9 Willen wij onze toewijzing behartigen, dan moeten wij niet alleen prediken maar ook onderwijzen. Jezus gaf ons de opdracht mensen te leren onderhouden alles wat hij geboden had. Het is waar dat in sommige gebieden weinigen meer over Jehovah schijnen te willen weten. Maar een negatieve kijk op het gebied kan onze krachtsinspanningen om bijbelstudies op te richten, belemmeren. Yvette, een pionierster in een gebied dat sommigen onvruchtbaar hadden genoemd, merkte op dat personen die er op bezoek waren en niet zo’n negatieve instelling hadden, huisbijbelstudies in het gebied oprichtten. Nadat Yvette een positievere kijk had ontwikkeld, vond ook zij mensen die de bijbel wilden bestuderen.

10. Wat is onze fundamentele rol als bijbelonderwijzers?

10 Sommige christenen aarzelen misschien geïnteresseerden een bijbelstudie aan te bieden omdat zij niet het gevoel hebben een studie te kunnen leiden. Toegegeven, wij zijn niet allemaal even bekwaam. Maar wij hoeven niet bijzonder kundig te zijn om als onderwijzers van Gods Woord succesvol te zijn. De zuivere boodschap van de bijbel is krachtig en Jezus zei dat met schapen te vergelijken personen de stem van de ware Herder kennen wanneer zij die horen. Onze taak is dus gewoon om de boodschap van de Voortreffelijke Herder, Jezus, zo duidelijk als wij maar kunnen over te brengen. — Johannes 10:4, 14.

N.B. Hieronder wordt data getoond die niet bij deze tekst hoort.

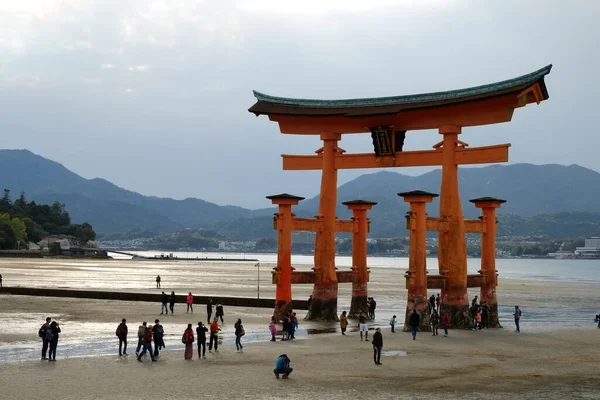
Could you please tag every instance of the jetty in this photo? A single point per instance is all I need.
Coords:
(145, 297)
(135, 256)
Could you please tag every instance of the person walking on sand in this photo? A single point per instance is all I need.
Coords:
(434, 320)
(201, 339)
(52, 334)
(164, 299)
(208, 311)
(377, 346)
(121, 333)
(189, 300)
(414, 321)
(141, 332)
(172, 300)
(363, 327)
(239, 332)
(158, 334)
(188, 340)
(517, 315)
(219, 311)
(485, 315)
(393, 323)
(147, 343)
(282, 366)
(446, 323)
(273, 329)
(214, 336)
(478, 325)
(42, 334)
(343, 322)
(431, 303)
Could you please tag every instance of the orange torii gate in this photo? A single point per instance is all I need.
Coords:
(388, 119)
(284, 275)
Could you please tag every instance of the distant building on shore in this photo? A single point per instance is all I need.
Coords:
(590, 250)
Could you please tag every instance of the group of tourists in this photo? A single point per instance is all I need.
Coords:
(171, 299)
(49, 332)
(480, 314)
(371, 306)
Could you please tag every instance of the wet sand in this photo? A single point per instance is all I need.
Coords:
(493, 365)
(547, 360)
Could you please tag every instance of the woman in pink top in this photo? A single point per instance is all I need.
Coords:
(190, 301)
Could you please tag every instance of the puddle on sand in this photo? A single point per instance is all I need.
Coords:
(393, 353)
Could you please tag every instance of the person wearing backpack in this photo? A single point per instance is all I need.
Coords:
(52, 337)
(219, 313)
(42, 335)
(201, 338)
(239, 332)
(147, 341)
(188, 340)
(190, 302)
(141, 331)
(393, 323)
(517, 315)
(172, 300)
(158, 333)
(214, 335)
(121, 333)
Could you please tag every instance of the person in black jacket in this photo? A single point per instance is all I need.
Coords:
(377, 346)
(201, 337)
(52, 334)
(164, 299)
(121, 332)
(414, 321)
(172, 299)
(209, 311)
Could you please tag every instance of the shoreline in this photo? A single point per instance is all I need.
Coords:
(335, 366)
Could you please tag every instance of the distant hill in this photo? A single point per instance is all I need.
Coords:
(106, 206)
(529, 190)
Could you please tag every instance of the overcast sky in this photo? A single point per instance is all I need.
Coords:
(153, 95)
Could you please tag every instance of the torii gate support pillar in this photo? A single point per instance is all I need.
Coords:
(416, 277)
(284, 221)
(358, 304)
(488, 207)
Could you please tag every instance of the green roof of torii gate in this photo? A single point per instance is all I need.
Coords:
(271, 104)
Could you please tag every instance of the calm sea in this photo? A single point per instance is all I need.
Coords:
(542, 309)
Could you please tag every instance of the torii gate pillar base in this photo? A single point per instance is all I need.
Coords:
(323, 306)
(358, 305)
(281, 307)
(456, 305)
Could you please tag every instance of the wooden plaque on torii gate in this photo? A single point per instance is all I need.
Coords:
(389, 120)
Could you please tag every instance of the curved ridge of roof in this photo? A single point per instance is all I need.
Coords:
(532, 77)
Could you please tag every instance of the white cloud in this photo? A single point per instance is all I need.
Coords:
(142, 67)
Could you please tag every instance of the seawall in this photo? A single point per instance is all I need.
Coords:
(146, 297)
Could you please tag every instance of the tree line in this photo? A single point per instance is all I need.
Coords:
(22, 222)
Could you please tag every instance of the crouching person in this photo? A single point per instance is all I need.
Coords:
(282, 366)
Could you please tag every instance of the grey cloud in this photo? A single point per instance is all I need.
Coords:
(183, 129)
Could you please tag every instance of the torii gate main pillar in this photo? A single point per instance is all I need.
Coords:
(324, 298)
(488, 207)
(452, 246)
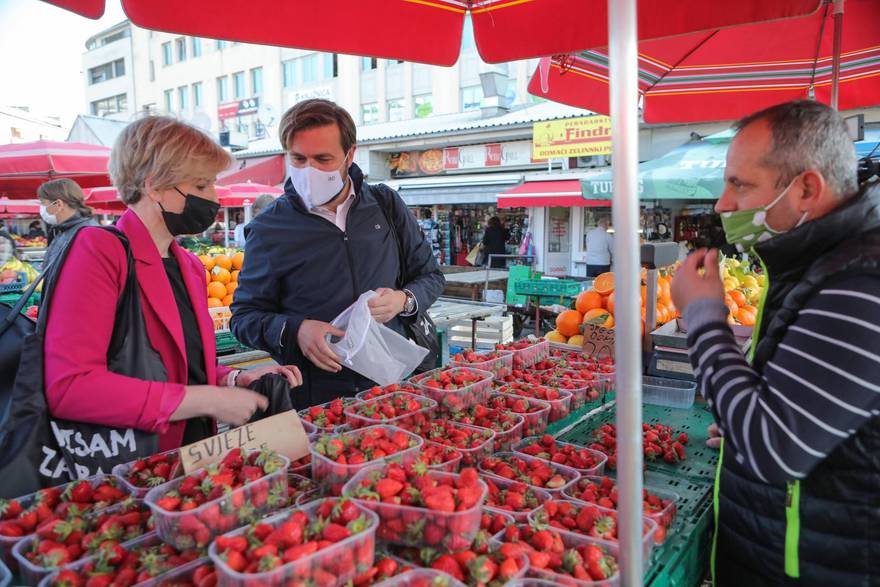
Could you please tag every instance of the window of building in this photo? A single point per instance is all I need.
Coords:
(169, 101)
(331, 65)
(289, 71)
(369, 63)
(370, 113)
(311, 68)
(107, 71)
(256, 81)
(471, 98)
(238, 84)
(423, 106)
(166, 53)
(222, 89)
(395, 110)
(110, 105)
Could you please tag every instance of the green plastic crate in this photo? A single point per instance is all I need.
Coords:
(548, 287)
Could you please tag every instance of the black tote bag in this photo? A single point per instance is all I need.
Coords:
(37, 450)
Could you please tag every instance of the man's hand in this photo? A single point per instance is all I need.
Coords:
(689, 285)
(313, 344)
(388, 304)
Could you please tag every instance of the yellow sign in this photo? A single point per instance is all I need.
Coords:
(572, 137)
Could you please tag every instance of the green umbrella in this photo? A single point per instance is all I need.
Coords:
(693, 171)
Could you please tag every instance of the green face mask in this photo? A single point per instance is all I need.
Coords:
(747, 228)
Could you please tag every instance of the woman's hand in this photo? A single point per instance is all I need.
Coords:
(290, 372)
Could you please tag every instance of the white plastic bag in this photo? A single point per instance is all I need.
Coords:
(372, 349)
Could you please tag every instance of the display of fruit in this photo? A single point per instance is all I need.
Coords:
(60, 542)
(418, 506)
(398, 408)
(377, 391)
(471, 441)
(329, 416)
(562, 453)
(19, 518)
(300, 535)
(123, 567)
(531, 471)
(557, 558)
(659, 442)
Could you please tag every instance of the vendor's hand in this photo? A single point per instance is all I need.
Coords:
(689, 285)
(313, 344)
(388, 304)
(715, 436)
(290, 372)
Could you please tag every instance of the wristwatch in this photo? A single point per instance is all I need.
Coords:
(410, 306)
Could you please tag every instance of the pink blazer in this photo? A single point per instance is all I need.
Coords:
(78, 385)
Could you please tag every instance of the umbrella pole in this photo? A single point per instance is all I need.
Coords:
(838, 41)
(623, 56)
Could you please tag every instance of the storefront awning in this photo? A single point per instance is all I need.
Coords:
(266, 170)
(538, 194)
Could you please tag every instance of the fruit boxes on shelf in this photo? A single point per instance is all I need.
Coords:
(395, 409)
(499, 363)
(322, 543)
(220, 506)
(437, 510)
(339, 457)
(454, 389)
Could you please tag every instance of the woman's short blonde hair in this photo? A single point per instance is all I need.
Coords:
(166, 151)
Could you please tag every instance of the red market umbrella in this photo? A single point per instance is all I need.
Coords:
(726, 74)
(430, 31)
(24, 166)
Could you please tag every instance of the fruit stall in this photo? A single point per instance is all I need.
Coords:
(495, 469)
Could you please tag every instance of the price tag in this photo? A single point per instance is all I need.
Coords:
(282, 433)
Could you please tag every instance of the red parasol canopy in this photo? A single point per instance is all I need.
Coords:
(24, 166)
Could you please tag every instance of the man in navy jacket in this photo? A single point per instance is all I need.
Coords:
(314, 251)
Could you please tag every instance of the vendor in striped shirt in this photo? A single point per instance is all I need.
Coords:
(797, 494)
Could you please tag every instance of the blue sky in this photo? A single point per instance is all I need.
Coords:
(41, 49)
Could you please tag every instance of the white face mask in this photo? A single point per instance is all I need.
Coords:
(316, 187)
(50, 219)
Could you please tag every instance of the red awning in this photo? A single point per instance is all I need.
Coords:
(266, 170)
(538, 194)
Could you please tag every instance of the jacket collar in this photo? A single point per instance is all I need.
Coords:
(791, 253)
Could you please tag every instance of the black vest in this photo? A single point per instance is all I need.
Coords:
(838, 542)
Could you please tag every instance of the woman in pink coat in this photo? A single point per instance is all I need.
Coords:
(164, 171)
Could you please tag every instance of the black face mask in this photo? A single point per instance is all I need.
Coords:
(198, 214)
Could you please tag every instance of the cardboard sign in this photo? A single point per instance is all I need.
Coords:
(282, 433)
(598, 341)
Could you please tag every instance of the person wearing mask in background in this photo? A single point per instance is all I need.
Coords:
(35, 230)
(164, 171)
(63, 209)
(327, 241)
(260, 203)
(600, 247)
(495, 242)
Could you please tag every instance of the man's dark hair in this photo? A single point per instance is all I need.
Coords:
(809, 135)
(315, 113)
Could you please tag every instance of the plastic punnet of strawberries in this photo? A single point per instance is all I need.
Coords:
(20, 517)
(417, 506)
(60, 542)
(125, 566)
(243, 485)
(548, 448)
(558, 557)
(395, 408)
(300, 536)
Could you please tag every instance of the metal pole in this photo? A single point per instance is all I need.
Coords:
(835, 60)
(623, 55)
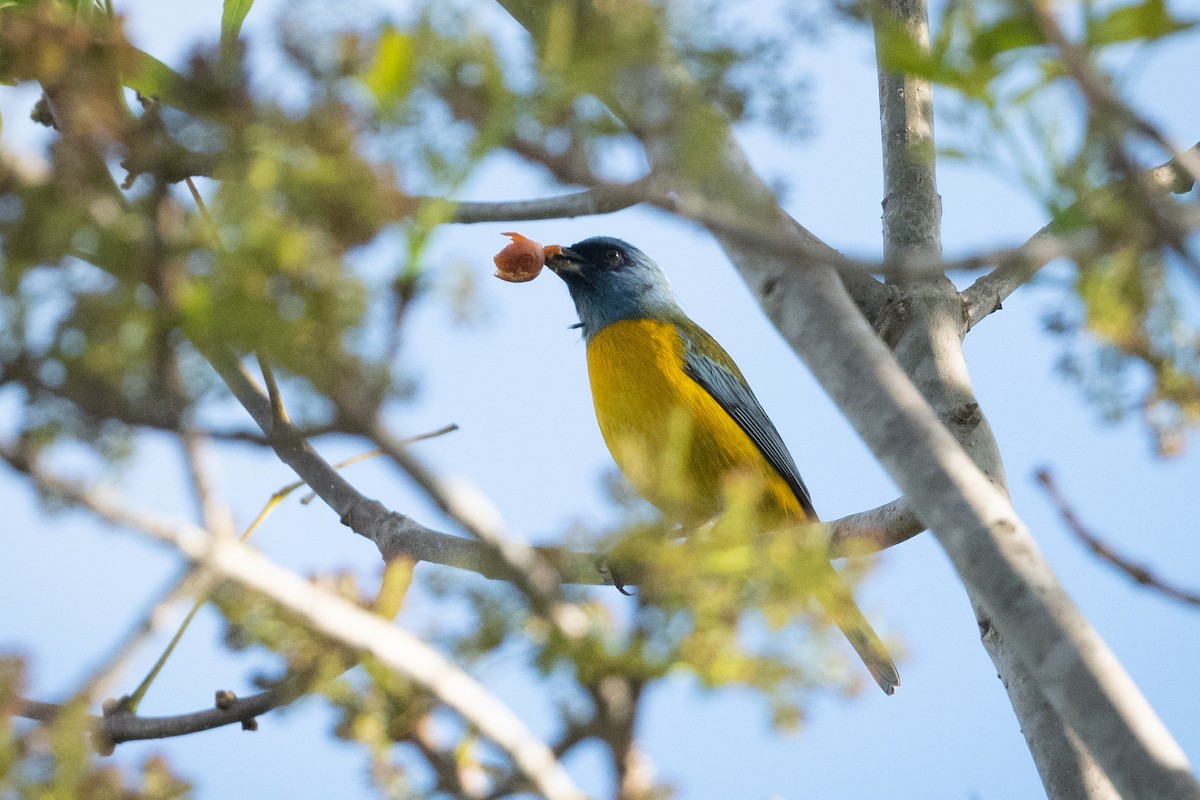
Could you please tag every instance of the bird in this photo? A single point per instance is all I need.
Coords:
(651, 367)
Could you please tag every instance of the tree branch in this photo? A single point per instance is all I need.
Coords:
(1135, 572)
(1017, 268)
(975, 522)
(337, 619)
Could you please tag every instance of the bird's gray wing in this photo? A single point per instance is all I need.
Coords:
(711, 366)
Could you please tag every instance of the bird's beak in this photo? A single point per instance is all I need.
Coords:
(563, 260)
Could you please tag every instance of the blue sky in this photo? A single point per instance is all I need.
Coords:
(514, 380)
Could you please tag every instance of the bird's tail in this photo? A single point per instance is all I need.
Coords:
(839, 603)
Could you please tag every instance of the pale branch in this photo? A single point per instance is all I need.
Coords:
(603, 198)
(929, 349)
(701, 209)
(874, 530)
(1137, 572)
(469, 507)
(341, 621)
(975, 522)
(102, 679)
(1067, 770)
(1018, 266)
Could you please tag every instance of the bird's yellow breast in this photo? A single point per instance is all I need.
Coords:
(671, 439)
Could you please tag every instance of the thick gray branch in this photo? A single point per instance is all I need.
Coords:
(989, 546)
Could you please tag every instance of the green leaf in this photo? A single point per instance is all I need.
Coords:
(1144, 22)
(153, 78)
(1008, 34)
(232, 17)
(391, 74)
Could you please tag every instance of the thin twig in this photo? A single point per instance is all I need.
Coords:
(342, 621)
(1134, 571)
(1017, 266)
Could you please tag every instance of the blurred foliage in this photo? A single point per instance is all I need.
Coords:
(1009, 88)
(114, 292)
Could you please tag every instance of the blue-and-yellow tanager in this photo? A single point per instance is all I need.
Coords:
(654, 372)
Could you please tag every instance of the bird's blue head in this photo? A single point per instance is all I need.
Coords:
(611, 281)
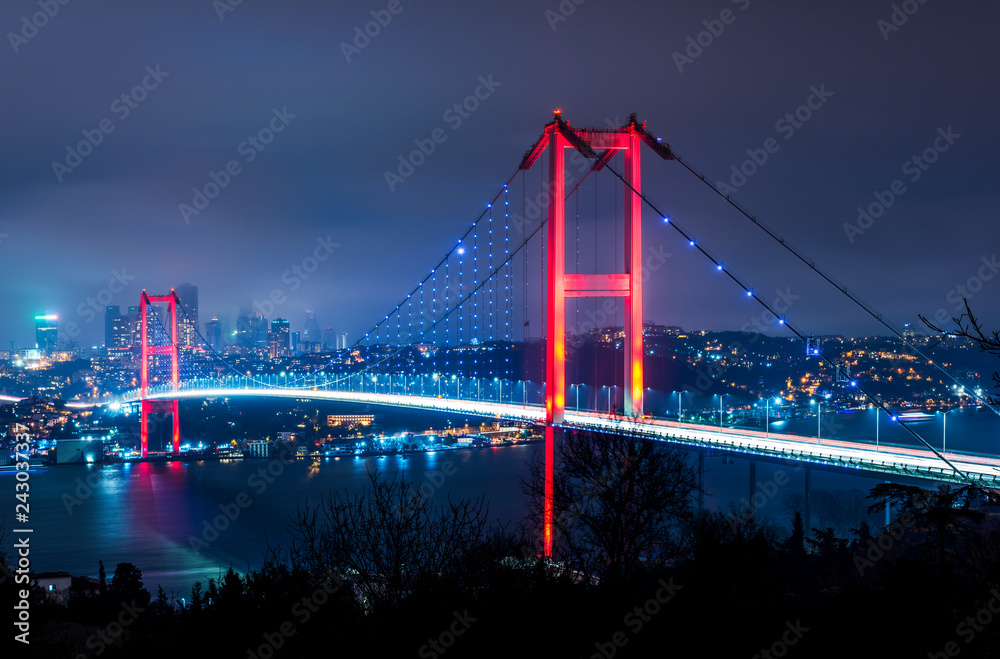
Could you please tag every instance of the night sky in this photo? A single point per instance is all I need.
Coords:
(884, 88)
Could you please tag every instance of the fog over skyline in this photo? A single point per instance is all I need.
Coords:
(863, 133)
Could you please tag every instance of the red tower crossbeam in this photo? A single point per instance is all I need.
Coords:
(159, 406)
(559, 135)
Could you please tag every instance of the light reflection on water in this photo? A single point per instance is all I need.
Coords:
(149, 514)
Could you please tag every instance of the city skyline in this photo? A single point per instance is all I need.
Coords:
(862, 157)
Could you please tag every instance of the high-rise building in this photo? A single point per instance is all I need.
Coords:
(259, 330)
(278, 338)
(213, 334)
(121, 333)
(187, 318)
(329, 339)
(111, 316)
(46, 332)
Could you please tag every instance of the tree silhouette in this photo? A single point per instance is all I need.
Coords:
(620, 501)
(969, 327)
(392, 540)
(944, 514)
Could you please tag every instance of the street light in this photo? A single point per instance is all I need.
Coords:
(721, 396)
(944, 429)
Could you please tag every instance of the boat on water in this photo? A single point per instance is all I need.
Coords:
(915, 417)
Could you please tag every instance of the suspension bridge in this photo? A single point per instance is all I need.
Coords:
(504, 304)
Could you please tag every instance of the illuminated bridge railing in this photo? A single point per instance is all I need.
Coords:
(896, 461)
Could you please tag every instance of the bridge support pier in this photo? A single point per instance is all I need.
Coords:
(548, 505)
(148, 350)
(807, 522)
(701, 479)
(888, 510)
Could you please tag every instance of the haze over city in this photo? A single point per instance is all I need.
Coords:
(870, 138)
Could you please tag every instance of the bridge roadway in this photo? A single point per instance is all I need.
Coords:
(894, 460)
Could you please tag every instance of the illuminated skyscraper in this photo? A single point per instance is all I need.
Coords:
(213, 334)
(135, 331)
(188, 318)
(278, 338)
(111, 316)
(310, 331)
(46, 332)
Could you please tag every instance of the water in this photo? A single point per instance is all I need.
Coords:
(155, 514)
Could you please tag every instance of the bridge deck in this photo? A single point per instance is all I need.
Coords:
(890, 460)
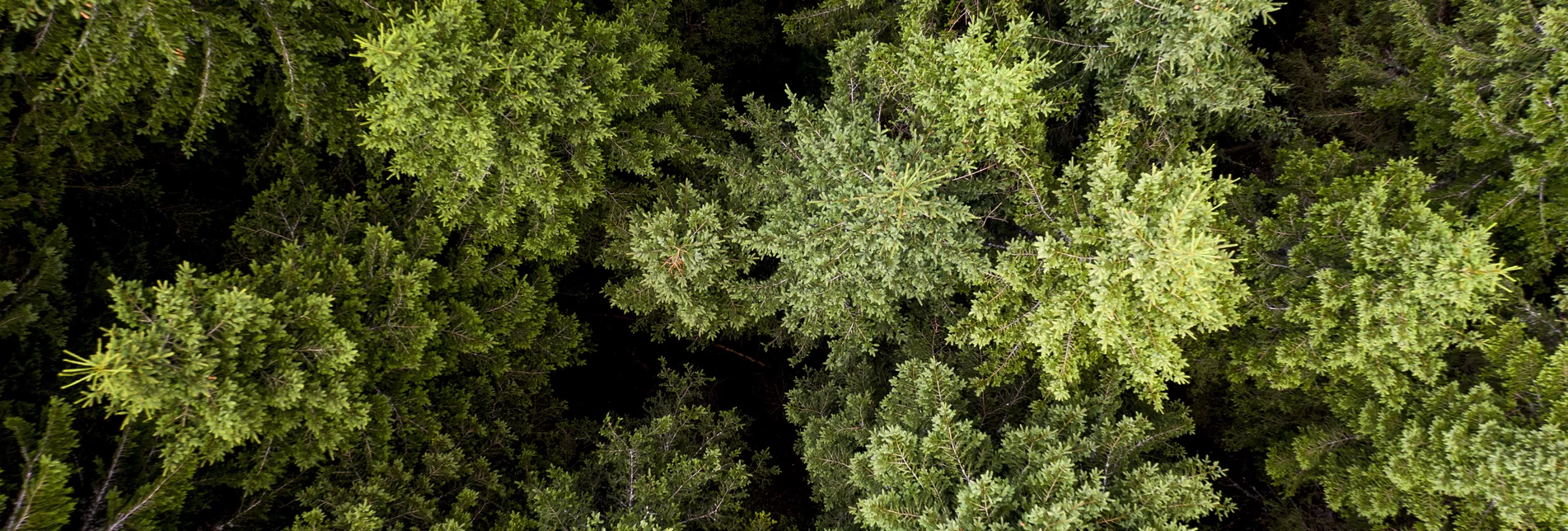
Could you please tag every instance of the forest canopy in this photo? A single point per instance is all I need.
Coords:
(784, 265)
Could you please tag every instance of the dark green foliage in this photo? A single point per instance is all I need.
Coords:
(1071, 265)
(682, 467)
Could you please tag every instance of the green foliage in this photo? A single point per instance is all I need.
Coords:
(1378, 280)
(1378, 298)
(1354, 283)
(477, 114)
(1121, 269)
(213, 364)
(44, 503)
(1071, 467)
(1173, 59)
(682, 467)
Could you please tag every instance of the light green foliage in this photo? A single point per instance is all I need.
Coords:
(213, 364)
(687, 261)
(1071, 467)
(44, 503)
(1123, 267)
(681, 468)
(1380, 282)
(1380, 294)
(480, 102)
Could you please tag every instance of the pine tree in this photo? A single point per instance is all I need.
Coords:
(679, 468)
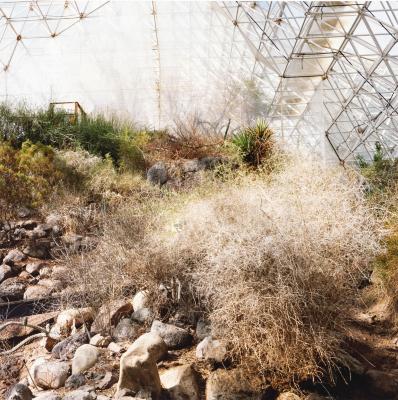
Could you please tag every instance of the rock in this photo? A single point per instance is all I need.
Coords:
(28, 224)
(209, 349)
(75, 316)
(125, 330)
(157, 174)
(107, 381)
(209, 162)
(79, 395)
(75, 381)
(100, 341)
(181, 383)
(140, 300)
(85, 357)
(48, 395)
(33, 268)
(14, 256)
(12, 289)
(5, 272)
(67, 347)
(36, 292)
(138, 369)
(173, 336)
(382, 384)
(19, 392)
(114, 348)
(110, 314)
(142, 315)
(49, 374)
(203, 329)
(288, 396)
(38, 250)
(233, 384)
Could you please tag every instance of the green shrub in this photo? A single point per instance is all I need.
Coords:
(255, 143)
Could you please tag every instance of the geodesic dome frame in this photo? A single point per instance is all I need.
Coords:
(324, 73)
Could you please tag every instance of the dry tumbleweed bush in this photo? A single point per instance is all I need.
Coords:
(278, 265)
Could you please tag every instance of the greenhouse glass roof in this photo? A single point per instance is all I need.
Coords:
(323, 73)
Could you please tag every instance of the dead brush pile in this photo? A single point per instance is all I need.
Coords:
(278, 264)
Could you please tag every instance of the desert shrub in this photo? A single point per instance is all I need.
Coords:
(255, 143)
(278, 264)
(27, 176)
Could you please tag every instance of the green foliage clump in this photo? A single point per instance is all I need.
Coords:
(27, 176)
(255, 144)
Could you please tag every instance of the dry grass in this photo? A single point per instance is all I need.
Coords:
(275, 260)
(278, 265)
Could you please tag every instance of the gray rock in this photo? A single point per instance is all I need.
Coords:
(37, 250)
(19, 392)
(233, 384)
(212, 350)
(33, 268)
(125, 330)
(14, 256)
(12, 289)
(181, 383)
(173, 336)
(203, 329)
(138, 369)
(79, 395)
(107, 381)
(85, 357)
(66, 348)
(48, 395)
(36, 292)
(157, 174)
(50, 375)
(142, 315)
(5, 272)
(75, 381)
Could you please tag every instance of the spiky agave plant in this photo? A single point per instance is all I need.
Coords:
(255, 143)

11. Hoe kunt u een bijbelstudent doeltreffender helpen?

11 Hoe kunt u Jezus’ boodschap doeltreffender overbrengen? Maak u om te beginnen vertrouwd met wat de bijbel zegt over het onderwerp van bespreking. U moet zelf een onderwerp begrijpen voordat u het aan anderen kunt onderwijzen. Probeer ook een waardige doch vriendelijke sfeer tijdens de studie te bewaren. Leerlingen, met inbegrip van heel kleine kinderen, leren beter wanneer zij ontspannen zijn en de onderwijzer hun respect en vriendelijkheid betoont. — Spreuken 16:21.

12. Hoe kunt u zich ervan vergewissen dat de leerling begrijpt wat u hem onderwijst?

12 Als onderwijzer wilt u niet slechts feiten uiteenzetten die door de leerling routinematig worden herhaald. Help hem de geleerde dingen te begrijpen. Wat de leerling aan onderwijs heeft genoten, zijn levenservaring en bekendheid met de bijbel zullen invloed uitoefenen op zijn begrip van wat u zegt. U kunt u daarom afvragen: ’Begrijpt hij de betekenis van de in het studiemateriaal aangehaalde schriftplaatsen?’ U kunt hem ertoe brengen zich te uiten door vragen te stellen die niet slechts met ja of nee beantwoord kunnen worden maar die een uitleg van hem vergen (Lukas 9:18-20). Aan de andere kant aarzelen sommige leerlingen een onderwijzer een vraag te stellen. Aldus gaan zij misschien verder zonder volledig te begrijpen wat hun wordt onderwezen. Moedig de leerling aan vragen te stellen en u te zeggen wanneer hij een of ander punt niet volledig begrijpt. — Markus 4:10; 9:32, 33.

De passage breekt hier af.